For immediate postpartum people who delivered preterm, it can be harder to get to the uterus, so they might not be good candidates for tubal ligation. People who have had multiple surgeries, especially around the belly button area, should avoid it as well. If the surgeon cannot feel the top of the uterus and they cannot access it, those patients should not get a tubal ligation.
Reversal
Vasectomy reversal is common, but the longer a patient waits from the time of vasectomy to reversal can make it more challenging. Success rates decrease the longer they wait. The reversal is more invasive and takes more time than a regular vasectomy at around three to four hours.
A tubal ligation can be undone, and the reversal surgery takes longer. It also is less likely to be successful.
“I tell patients if they’re thinking about a tubal ligation, they really should plan for it to be permanent and not assume they can get it reversed if they want another baby,” Carroll said.
Efficacy
Vasectomies have an extremely low failure rate at roughly one in 2,000. While this is low, failure can lead to pregnancy. Vasectomy is minimally invasive and has one of the highest success rates for permanent contraception in men.
Testosterone therapy shuts down men’s sperm production. Testosterone should not be used as a form of contraception, but many men who take it are infertile.
Three out of 1,000 women have a chance of getting pregnant after tubal ligation. The tubes can grow back together, especially if the surgeon does not get a big enough piece, but this is very rare. Many surgeons, including Carroll, do bilateral salpingectomy for a variety of reasons, including risk of failure.
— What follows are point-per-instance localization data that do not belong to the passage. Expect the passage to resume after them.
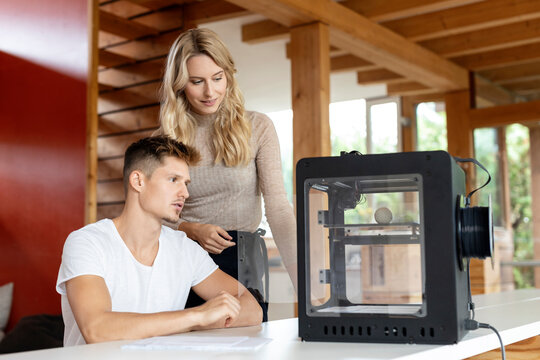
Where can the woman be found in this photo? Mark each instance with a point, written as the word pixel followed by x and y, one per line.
pixel 202 106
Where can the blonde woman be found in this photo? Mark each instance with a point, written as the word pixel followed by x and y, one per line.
pixel 203 107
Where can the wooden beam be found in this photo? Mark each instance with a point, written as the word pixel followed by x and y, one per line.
pixel 147 48
pixel 262 31
pixel 132 74
pixel 132 97
pixel 524 86
pixel 377 76
pixel 408 88
pixel 494 38
pixel 115 146
pixel 163 20
pixel 459 130
pixel 123 8
pixel 505 114
pixel 377 10
pixel 374 10
pixel 534 154
pixel 107 58
pixel 349 63
pixel 472 17
pixel 493 93
pixel 310 71
pixel 361 37
pixel 129 121
pixel 201 12
pixel 123 27
pixel 500 58
pixel 513 73
pixel 157 4
pixel 90 209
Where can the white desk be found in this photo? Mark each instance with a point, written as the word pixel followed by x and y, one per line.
pixel 515 314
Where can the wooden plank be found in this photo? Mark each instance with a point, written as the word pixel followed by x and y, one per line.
pixel 110 169
pixel 115 146
pixel 472 17
pixel 527 349
pixel 494 94
pixel 361 37
pixel 262 31
pixel 534 154
pixel 123 27
pixel 132 74
pixel 110 191
pixel 500 58
pixel 147 48
pixel 90 210
pixel 107 39
pixel 494 38
pixel 512 73
pixel 157 4
pixel 377 10
pixel 107 58
pixel 310 72
pixel 349 63
pixel 407 88
pixel 505 114
pixel 202 12
pixel 374 10
pixel 458 125
pixel 123 8
pixel 129 120
pixel 128 98
pixel 109 211
pixel 164 20
pixel 524 86
pixel 377 76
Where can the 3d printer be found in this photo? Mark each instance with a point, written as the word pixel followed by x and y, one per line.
pixel 382 243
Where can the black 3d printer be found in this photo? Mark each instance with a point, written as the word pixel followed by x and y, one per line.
pixel 384 243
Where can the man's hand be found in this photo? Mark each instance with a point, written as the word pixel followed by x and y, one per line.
pixel 219 312
pixel 212 238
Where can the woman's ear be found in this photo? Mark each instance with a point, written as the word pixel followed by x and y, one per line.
pixel 136 180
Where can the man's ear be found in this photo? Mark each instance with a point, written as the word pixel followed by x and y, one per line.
pixel 137 180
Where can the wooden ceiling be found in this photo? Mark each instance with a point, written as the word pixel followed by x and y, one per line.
pixel 413 46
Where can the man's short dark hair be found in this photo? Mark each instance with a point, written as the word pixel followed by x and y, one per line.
pixel 148 153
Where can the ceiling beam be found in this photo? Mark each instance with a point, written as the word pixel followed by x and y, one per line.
pixel 505 114
pixel 377 76
pixel 473 17
pixel 374 10
pixel 387 10
pixel 499 58
pixel 200 12
pixel 513 73
pixel 123 27
pixel 498 37
pixel 361 37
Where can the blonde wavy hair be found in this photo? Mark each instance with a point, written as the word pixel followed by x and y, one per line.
pixel 231 131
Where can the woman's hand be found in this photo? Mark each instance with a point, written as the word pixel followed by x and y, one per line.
pixel 212 238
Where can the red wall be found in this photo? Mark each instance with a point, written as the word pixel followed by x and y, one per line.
pixel 43 70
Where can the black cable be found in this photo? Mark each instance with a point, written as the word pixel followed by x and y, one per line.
pixel 474 325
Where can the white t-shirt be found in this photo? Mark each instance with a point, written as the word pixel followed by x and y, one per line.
pixel 98 249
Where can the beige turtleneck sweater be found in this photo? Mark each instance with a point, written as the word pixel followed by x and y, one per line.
pixel 230 197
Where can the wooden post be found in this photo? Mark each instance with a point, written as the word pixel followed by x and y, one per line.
pixel 534 153
pixel 91 113
pixel 310 71
pixel 408 126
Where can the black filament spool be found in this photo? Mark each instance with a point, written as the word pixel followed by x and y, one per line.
pixel 475 232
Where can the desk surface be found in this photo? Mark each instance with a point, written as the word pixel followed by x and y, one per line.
pixel 515 314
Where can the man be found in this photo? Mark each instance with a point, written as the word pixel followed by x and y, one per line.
pixel 129 278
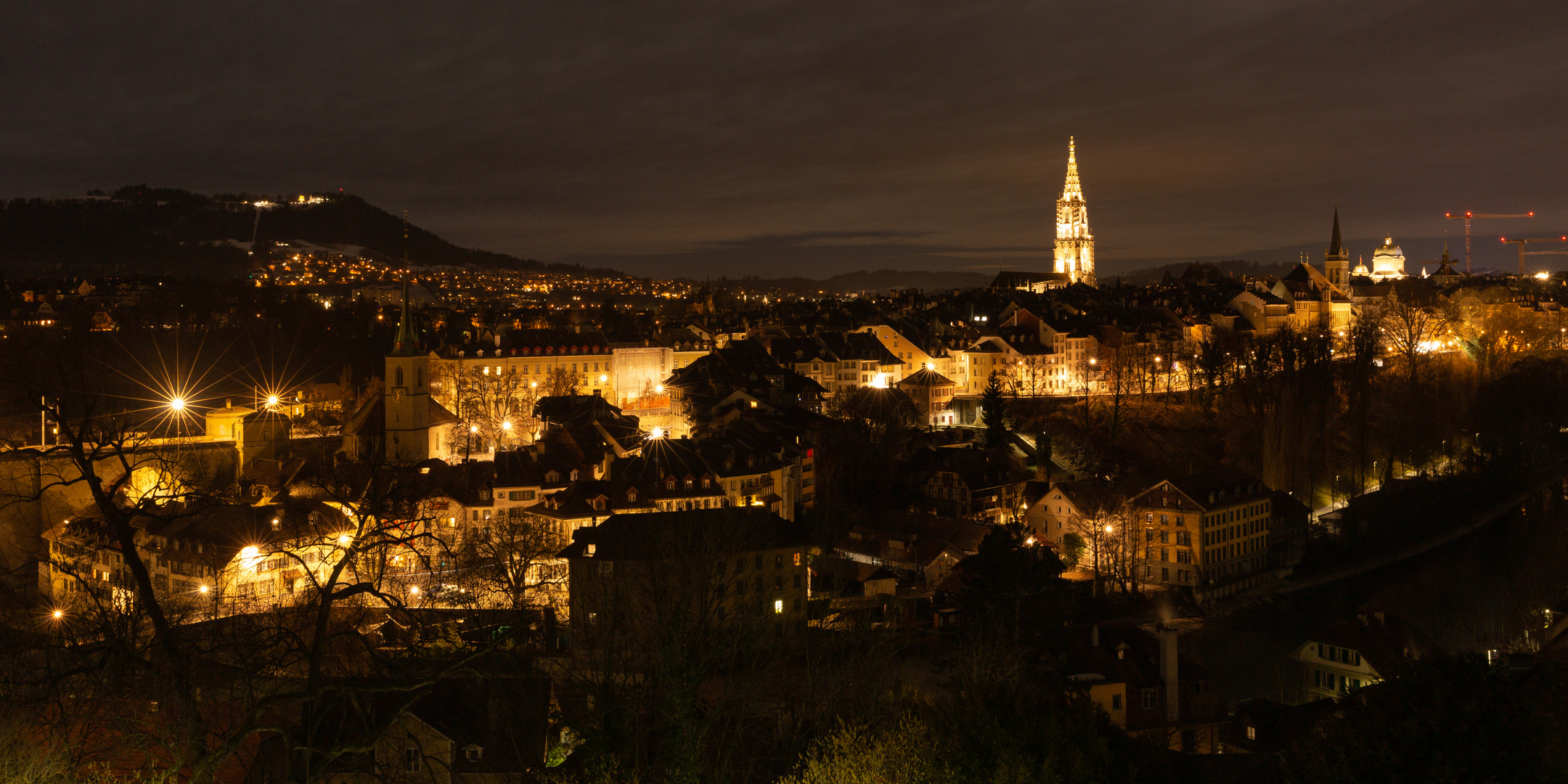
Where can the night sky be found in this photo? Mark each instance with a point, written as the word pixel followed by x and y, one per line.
pixel 812 139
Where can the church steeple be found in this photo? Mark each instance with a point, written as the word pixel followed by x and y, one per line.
pixel 1336 262
pixel 1073 190
pixel 1074 255
pixel 405 344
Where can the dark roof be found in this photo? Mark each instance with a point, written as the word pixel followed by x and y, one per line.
pixel 673 534
pixel 1385 642
pixel 926 378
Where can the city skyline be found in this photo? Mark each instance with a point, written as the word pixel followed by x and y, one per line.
pixel 828 139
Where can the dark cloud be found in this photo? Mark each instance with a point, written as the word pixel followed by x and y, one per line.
pixel 751 135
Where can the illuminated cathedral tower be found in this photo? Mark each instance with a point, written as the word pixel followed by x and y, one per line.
pixel 1074 242
pixel 407 394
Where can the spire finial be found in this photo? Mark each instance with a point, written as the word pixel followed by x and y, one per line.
pixel 1073 190
pixel 404 344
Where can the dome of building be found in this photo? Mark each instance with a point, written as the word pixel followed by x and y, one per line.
pixel 1388 261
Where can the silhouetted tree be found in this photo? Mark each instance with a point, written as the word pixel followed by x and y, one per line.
pixel 993 413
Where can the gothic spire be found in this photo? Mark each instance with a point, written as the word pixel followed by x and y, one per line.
pixel 1336 247
pixel 1073 190
pixel 405 342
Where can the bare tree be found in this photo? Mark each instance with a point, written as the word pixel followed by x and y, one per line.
pixel 181 613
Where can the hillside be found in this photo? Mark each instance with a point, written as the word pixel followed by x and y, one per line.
pixel 174 231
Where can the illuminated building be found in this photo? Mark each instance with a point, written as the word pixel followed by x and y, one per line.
pixel 1388 261
pixel 1074 240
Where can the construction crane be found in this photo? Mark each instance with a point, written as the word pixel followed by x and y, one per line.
pixel 1470 217
pixel 1522 242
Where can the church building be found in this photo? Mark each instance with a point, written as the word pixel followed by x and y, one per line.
pixel 405 425
pixel 1074 242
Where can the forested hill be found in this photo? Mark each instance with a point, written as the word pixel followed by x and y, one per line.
pixel 174 231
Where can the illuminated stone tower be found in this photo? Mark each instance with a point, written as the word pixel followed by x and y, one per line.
pixel 1336 262
pixel 1074 242
pixel 407 394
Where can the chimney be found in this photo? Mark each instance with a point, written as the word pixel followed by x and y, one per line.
pixel 1169 673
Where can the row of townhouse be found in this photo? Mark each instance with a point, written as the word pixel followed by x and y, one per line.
pixel 1212 535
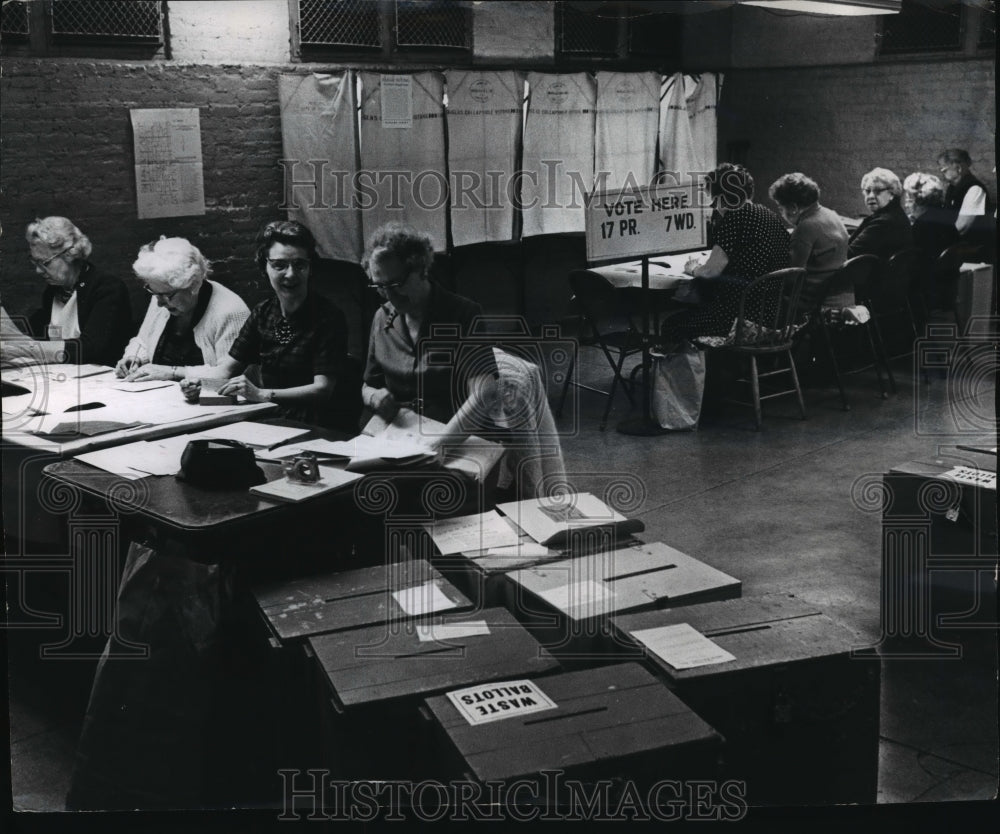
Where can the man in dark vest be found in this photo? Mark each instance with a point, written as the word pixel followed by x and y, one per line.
pixel 968 201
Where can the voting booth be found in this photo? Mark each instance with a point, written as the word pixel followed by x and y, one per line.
pixel 777 678
pixel 371 681
pixel 597 724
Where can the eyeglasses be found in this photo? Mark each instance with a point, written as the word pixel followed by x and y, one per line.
pixel 388 286
pixel 280 265
pixel 166 296
pixel 45 264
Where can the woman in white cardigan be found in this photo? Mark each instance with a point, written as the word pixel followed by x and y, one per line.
pixel 191 321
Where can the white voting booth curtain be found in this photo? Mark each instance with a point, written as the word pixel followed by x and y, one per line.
pixel 558 162
pixel 628 106
pixel 403 165
pixel 484 140
pixel 688 124
pixel 320 150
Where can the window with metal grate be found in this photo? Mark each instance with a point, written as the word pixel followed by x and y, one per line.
pixel 923 26
pixel 988 26
pixel 351 23
pixel 432 23
pixel 14 19
pixel 108 19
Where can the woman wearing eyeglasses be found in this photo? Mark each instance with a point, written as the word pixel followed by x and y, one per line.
pixel 402 373
pixel 190 320
pixel 886 230
pixel 297 338
pixel 85 315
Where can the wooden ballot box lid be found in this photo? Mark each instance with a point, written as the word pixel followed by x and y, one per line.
pixel 601 716
pixel 379 663
pixel 757 631
pixel 356 598
pixel 630 579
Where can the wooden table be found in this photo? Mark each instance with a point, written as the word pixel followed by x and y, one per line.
pixel 799 713
pixel 375 678
pixel 614 722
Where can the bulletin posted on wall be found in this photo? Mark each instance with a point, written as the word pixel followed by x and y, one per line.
pixel 169 179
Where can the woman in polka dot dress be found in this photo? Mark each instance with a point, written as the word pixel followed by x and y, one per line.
pixel 750 241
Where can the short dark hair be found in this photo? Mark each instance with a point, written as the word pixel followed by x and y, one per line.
pixel 731 182
pixel 289 232
pixel 406 244
pixel 794 190
pixel 955 155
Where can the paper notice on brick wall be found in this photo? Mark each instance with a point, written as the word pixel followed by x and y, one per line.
pixel 169 179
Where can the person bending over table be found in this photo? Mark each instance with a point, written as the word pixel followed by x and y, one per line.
pixel 933 231
pixel 750 241
pixel 818 241
pixel 399 372
pixel 190 320
pixel 85 315
pixel 297 337
pixel 886 230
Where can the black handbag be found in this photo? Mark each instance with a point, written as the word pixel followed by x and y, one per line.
pixel 220 464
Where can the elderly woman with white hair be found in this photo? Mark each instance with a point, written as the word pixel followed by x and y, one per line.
pixel 191 321
pixel 886 230
pixel 85 315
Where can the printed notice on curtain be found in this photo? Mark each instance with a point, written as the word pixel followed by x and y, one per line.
pixel 397 100
pixel 169 179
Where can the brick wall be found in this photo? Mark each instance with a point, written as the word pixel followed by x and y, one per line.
pixel 836 123
pixel 67 149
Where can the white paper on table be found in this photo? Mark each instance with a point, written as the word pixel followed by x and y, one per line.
pixel 682 646
pixel 471 532
pixel 117 460
pixel 451 631
pixel 138 387
pixel 254 434
pixel 583 599
pixel 522 550
pixel 422 599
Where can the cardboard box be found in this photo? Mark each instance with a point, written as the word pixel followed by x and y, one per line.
pixel 374 680
pixel 613 723
pixel 800 715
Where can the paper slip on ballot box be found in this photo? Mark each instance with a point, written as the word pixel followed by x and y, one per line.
pixel 374 679
pixel 613 723
pixel 568 604
pixel 332 602
pixel 800 715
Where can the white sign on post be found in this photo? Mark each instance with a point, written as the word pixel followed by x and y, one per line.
pixel 652 220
If a woman does get pregnant, they have a higher change of having an ectopic pregnancy, but if that embryo makes it to the uterus and implants normally, it could be a normal pregnancy since it overcame the main barrier in that woman’s anatomy.
“If you’re a low-risk candidate, it’s a low-risk procedure,” Carroll said. “Because we go in intraperitoneally, there are really important structures nearby, and those one in 1 million cases or for patients who are higher risk, I think it would be lower risk for their partners to get a vasectomy, but both are great procedures.”